Thank you, Chair.
Good morning. My name is Evan Wiseman. I'm the senior climate policy manager at The Atmospheric Fund. We are a regional climate agency that operates in the greater Toronto-Hamilton area and provides investments, grants and policy support to help scale low-carbon solutions.
Today, I would like to talk to you about a policy that is more than just a climate measure: It is a health policy, an economic policy and a statement about Canada’s future. That policy is the electric vehicle availability standard, or EVAS.
EVAS is not just about cars: It’s about choice, affordability and competitiveness. It ensures that Canadians can access reliable, affordable electric vehicles when and where they need them. Countries without strong domestic policies risk becoming dumping grounds for outdated technologies while consumers elsewhere enjoy cleaner, cheaper options.
If I can refer you to the chart, under the original EVAS timeline—20% EV sales by 2026, 60% by 2030, and 100% by 2035—we would have secured $91.9 billion in health benefits, cut 362 megatonnes of greenhouse gas emissions and prevented 11,000 deaths by 2050. That’s our baseline and our reference point. It's what we would have achieved before the delay.
The health case is overwhelming. EVAS will help to avoid 11,000 premature deaths, reduce asthma attacks, lower cancer rates and clean the air in our communities. These numbers aren’t inflated; they are, in fact, conservative estimates. They represent fewer hospital visits, lower health care costs and longer, healthier lives.
Again, the chart tells the story. What we would have advised was to stick to the original timeline and achieve $91.9 billion in health benefits. A delay of just one year drops it to $83.8 billion, a loss of $8.1 billion. This has already happened, and this is not just a delay: It’s a cost that each and every Canadian pays out of pocket through our taxes and, most importantly, with our health.

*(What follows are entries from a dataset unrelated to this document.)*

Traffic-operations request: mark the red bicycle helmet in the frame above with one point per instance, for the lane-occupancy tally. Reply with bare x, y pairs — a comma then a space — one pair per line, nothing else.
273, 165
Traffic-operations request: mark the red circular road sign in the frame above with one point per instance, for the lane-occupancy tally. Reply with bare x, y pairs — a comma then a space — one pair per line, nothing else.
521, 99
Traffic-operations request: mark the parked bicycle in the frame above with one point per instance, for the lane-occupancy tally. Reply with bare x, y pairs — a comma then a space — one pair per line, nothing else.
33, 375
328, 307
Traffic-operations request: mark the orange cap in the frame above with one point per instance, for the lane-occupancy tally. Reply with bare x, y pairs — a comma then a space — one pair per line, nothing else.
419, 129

You might be wondering how these health numbers work and what’s in them. They’re based on Health Canada’s “benefits per tonne” method, which is the dollar value of air pollution reductions. In simple terms, we calculated how much air pollution drops when gasoline use declines and people shift to the use of EVs, and then applied Health Canada’s dollar values for the health impacts of those reductions. That includes fewer asthma attacks, lower risks of lung and heart disease, reduced hospital visits and reduced mortality rates. When you add it all up across the major regions and over the lifetime of these vehicles, the benefits exceed $90 billion in the original scenario.
These numbers are further conservative in that, at the time of calculating, Health Canada was able to provide air modelling only for southwestern British Columbia and the Windsor to Quebec City corridor, meaning that this number is at the absolute low end. We hope to have greater and more precise modelling that includes the rest of Canada in the future.
Every time we weaken this regulation, we are not saving money: We are paying for illness, especially in children, for hospital beds and longer emergency wait times, and for lost productivity. The one-year delay already implemented will cost Canadians $8 billion in health benefits and 36 megatonnes of emissions reductions. If you push the targets further out, the losses expand.
Again, as per the chart, the one-year delay, plus the weakened back-end targets, costs $20.9 billion in health benefits and 82 megatonnes of emissions. In the fourth scenario, with a delayed back end, the cost is $19.8 billion.
Let’s call this what it is: Every concession to weaken EVAS increases the costs to Canadians and props up yesterday’s technology at the expense of Canadians’ health and wallets.
Affordability matters. EV sales dipped in 2025 after the federal rebates were cancelled. Renewing rebates and adding measures like compliance credits for vehicles under $40,000 or zero-interest financing will help keep EVs within reach for Canadian families.
Again, if you look at the chart, without these enabling policies, we risk sliding toward scenarios like Quebec’s weakened back-end approach, which is the fifth scenario on the chart. That would cost Canadians $8.4 billion in health benefits.
To keep EVAS strong, we need scheduled reviews every five years—flexibility without compromise—because the chart makes it very clear that every deviation from the original timeline costs billions in health benefits and millions of tonnes in emissions reductions. Regulatory certainty is the single most important catalyst for private investment in charging infrastructure.
EVAS delivers measurable gains for health, climate and the economy. It offers the certainty investors need, the affordability consumers expect and the cleaner air that Canadians deserve. Weakening EVAS is not a neutral choice; Canadians will suffer, and they will have to pay out of pocket with their taxes and with their health.
Let’s choose progress. Let’s keep Canada moving forward with the rest of the world.